Cultures inoculated with the strains under scrutiny were grown up to an optical density at 600 nm (OD600) of ∼1.5. At that point, 1-ml aliquots of each sample were pulse-labeled with 45 μCi of [35S]methionine (specific activity, 1,000 Ci/mmol) for 10 min and then chased with cold methionine for 3 min. Cells were spun down and resuspended in 60 μl of sodium dodecyl sulfate (SDS)-β-mercaptoethanol buffer (0.3% SDS, 5% β-mercaptoethanol, 50 mM Tris-Cl [pH 8]) and boiled for 2 min. Samples were then treated 30 min on ice with a DNase-RNase solution (final concentration, 15 mg of DNase I per ml, 75 mg of RNase A per ml, 1 mM MgCl2), and then 240 μl of lysis buffer (6 M urea, 2 M thiourea, 4% CHAPS {3-[(3-cholamidopropyl)-dimethylammonio]-1-propanesulfonate}, 1% IPG buffer [pH 3 to 10], 2 mM TCEP-HCl) was added. Samples were then clarified by ultracentrifugation. A total of 1.5 × 106 cpm, previously diluted to 350 μl in a mixture containing 6 M urea, 2 M thiourea, 2% CHAPS, 0.5% IPG buffer (pH 4 to 7), and 1 mM TCEP-HCl, was applied by rehydration of IPG strips (nominal pH gradient of 4 to 7, 18-cm length; Pharmacia Biotech, Uppsala, Sweden). Samples were focused by stepwise increase of the voltage as follows: 30 V for 6 h, 60 V for 6 h, 500 V for 30 min, 1,000 V for 30 min, and 1,000 to 8,000 V for 30 min. Gels were then subjected during the next 30 min to a linear increase from 8,000 V to 60,000 V. After isoelectric focusing separation, strips were equilibrated twice for 15 min with a mixture containing 50 mM Tris-HCl (pH 8.8), 6 M urea, 30% glycerol, 2% SDS, and traces of bromophenol blue. The first equilibration step contained 1% dithiothreitol, and the second had 4% iodoacetamide added. The 2D SDS-PAGE was performed with 1-mm-thick, 16 by 15-cm, 12.5% homogeneous polyacrylamide gels. Electrophoresis was carried out overnight at 5°C at a constant current of 5 mA. Gels were then dried, and radioactive signals were detected in a Storm aparatus (Pharmacia Biotech). Duplicate gels were run and analyzed for every genetic background and for the growth conditions described in this article, which included strains P. putida MAD2, P. putida MAD2 ptsN::Km, P. putida MAD2 ptsN::Km (pJM154), P. putida KT2442, and P. putida KT2442 rpoN::ΩKm, each grown in the presence or absence of glucose. ImageMaster v 3.01 software (Pharmacia Biotech) was used for spot detection and detailed analysis.

RESULTS

Global repression of gene expression caused by glucose in ptsN+ and ptsN strains of P. putida.
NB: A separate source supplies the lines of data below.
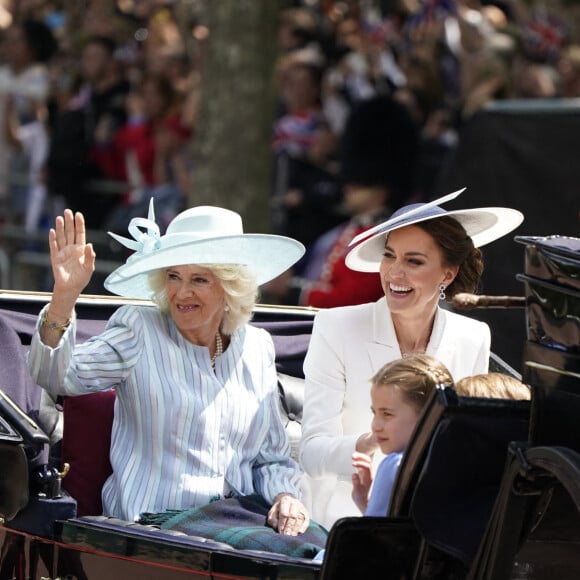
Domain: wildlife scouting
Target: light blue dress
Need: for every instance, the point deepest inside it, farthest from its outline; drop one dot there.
(182, 434)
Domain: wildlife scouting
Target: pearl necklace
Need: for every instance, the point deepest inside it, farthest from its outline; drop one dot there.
(219, 348)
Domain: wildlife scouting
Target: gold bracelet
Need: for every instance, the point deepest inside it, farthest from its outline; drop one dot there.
(54, 325)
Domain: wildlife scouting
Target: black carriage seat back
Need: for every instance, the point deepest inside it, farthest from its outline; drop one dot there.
(452, 469)
(534, 531)
(554, 377)
(462, 472)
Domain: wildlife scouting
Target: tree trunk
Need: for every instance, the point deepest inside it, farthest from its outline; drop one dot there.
(232, 143)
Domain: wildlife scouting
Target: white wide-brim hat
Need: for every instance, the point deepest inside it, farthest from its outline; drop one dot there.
(200, 235)
(483, 225)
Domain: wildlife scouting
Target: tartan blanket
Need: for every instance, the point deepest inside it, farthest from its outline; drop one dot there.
(241, 523)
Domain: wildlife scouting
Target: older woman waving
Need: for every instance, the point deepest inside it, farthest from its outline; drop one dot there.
(196, 415)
Since the ptsN gene product has been correlated with glucose repression of the Pu promoter of the TOL plasmid (3, 5), we set out to investigate the extent of this regulatory role of ptsN. To this end, we grew the wild-type P. putida MAD2 and P. putida MAD2 ptsN::Km strains in M9 medium supplemented with all of the amino acids except methionine and with or without 10 mM glucose added. The cultures were then labeled with [35S]methionine, and their protein extracts were run in a 2D gel electrophoresis system. As a control, β-galactosidase assays carried out in parallel showed that under the conditions of the experiment, the Pu-lacZ fusion was indeed repressed in the presence of glucose and derepressed in its absence (not shown). The resulting gels are shown in Fig. 1. Quantitative analysis of the 1,117 most prominent spots revealed well-defined changes in the intensity of many distinct polypeptides in response to the presence of glucose in the wild-type background. Expression of 247 spots (22%) out of all the proteins displayed in the 2D gels were reduced by ≥2-fold in extracts from the wild-type, ptsN+ P. putida MAD2 cultures with glucose added.

FIG. 1.

FIG. 1

2D gels of protein extracts from P. putida MAD2 (wt), P. putida MAD2 ptsN::Km, and P. putida rpoN::ΩKm. Cultures of each strain were grown in M9-AA medium (supplemented or not with 10 mM glucose, as indicated) until early stationary phase (OD600 of ∼1.5). Cultures were then labeled with [35S]methionine as explained in Materials and Methods. Protein extracts were first electrofocused in a pH 4 to 7 gradient and then run across a 12.5% denaturing PAGE system. The autoradiographs of a subset of dried 2D gel results used for the scanning are shown here. A selection of spots whose intensity changes depending on the strain is indicated for reference: boxed spots (types I to V) correspond to proteins affected by the lack of ptsN (further examined in Fig. 3); circled spots (affected by glucose) coincide with the proteins whose expression is shown in Fig. 2.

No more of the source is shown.